Between our own garden and the CSA we belong to we have ended up with a lot of carrots! I am not a huge raw carrot fan, but I found this recipe and it is really quite good.  My 16 month old drinks glasses of it and my 3 old uses it as a dip for her grilled cheese sandwiches.  It makes a great tomato soup alternative and is super easy to make.

I put a dollop of yogurt on the kid's soup to cut the heat of the curry

ingredients:

2 tablespoons olive oil
2 tablespoons butter 
1 medium onion, chopped
1 teaspoon curry powder
Coarse salt and ground pepper
1 quart vegetable stock
2 pounds carrots, peeled and cut into 1-inch chunks
1 to 2 tablespoons fresh lemon juice 
whole milk, plain yogurt
2 tablespoons coarsely chopped fresh cilantro, for garnish (optional)

Heat butter in a Dutch oven or large (4- to 5-quart) saucepan over medium heat. Add onion, curry powder, 2 teaspoons salt, and 1⁄4 teaspoon pepper. Cook, stirring occasionally, until onion is soft, about 5 minutes.

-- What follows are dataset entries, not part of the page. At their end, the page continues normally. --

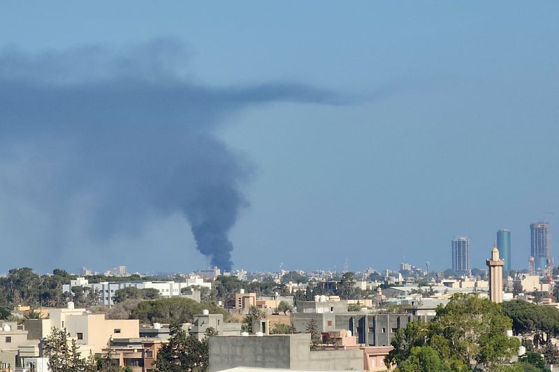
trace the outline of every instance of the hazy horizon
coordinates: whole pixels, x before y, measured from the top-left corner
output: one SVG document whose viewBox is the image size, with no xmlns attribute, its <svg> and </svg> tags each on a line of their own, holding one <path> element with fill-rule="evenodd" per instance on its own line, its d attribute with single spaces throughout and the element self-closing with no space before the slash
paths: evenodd
<svg viewBox="0 0 559 372">
<path fill-rule="evenodd" d="M 524 269 L 559 210 L 558 10 L 8 1 L 0 272 L 441 270 L 460 235 L 484 268 L 502 228 Z"/>
</svg>

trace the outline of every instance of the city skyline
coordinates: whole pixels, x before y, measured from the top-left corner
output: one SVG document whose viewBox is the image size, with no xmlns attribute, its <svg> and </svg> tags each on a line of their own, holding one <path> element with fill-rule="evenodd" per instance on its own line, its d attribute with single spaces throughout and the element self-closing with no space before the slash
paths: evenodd
<svg viewBox="0 0 559 372">
<path fill-rule="evenodd" d="M 0 271 L 525 267 L 559 3 L 513 3 L 6 1 Z"/>
</svg>

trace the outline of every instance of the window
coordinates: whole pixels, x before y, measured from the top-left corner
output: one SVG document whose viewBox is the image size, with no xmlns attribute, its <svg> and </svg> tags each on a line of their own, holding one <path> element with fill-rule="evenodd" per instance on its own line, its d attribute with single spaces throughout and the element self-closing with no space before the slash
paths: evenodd
<svg viewBox="0 0 559 372">
<path fill-rule="evenodd" d="M 124 359 L 124 366 L 143 367 L 144 366 L 144 361 L 141 358 L 126 358 Z"/>
</svg>

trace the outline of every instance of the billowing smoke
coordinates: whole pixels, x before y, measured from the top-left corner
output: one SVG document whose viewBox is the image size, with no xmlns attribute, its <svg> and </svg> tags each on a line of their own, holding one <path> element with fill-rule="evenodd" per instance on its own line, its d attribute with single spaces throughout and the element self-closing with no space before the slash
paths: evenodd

Add broth, carrots, and 21⁄2 cups water; bring to a boil. Reduce heat; cover, and simmer until carrots are tender, about 20 minutes.

With an immersion blender (if you don't have one just use a regular blender - just be careful not to put too much hot liquid in at once) puree soup until smooth. Add butter and more water to thin to desired consistency. Check the seasonings. If you used homemade vegetable stock you may need quite a bit more salt. Reheat, if necessary. Stir in lemon juice. Serve garnished with yogurt and cilantro, if desired.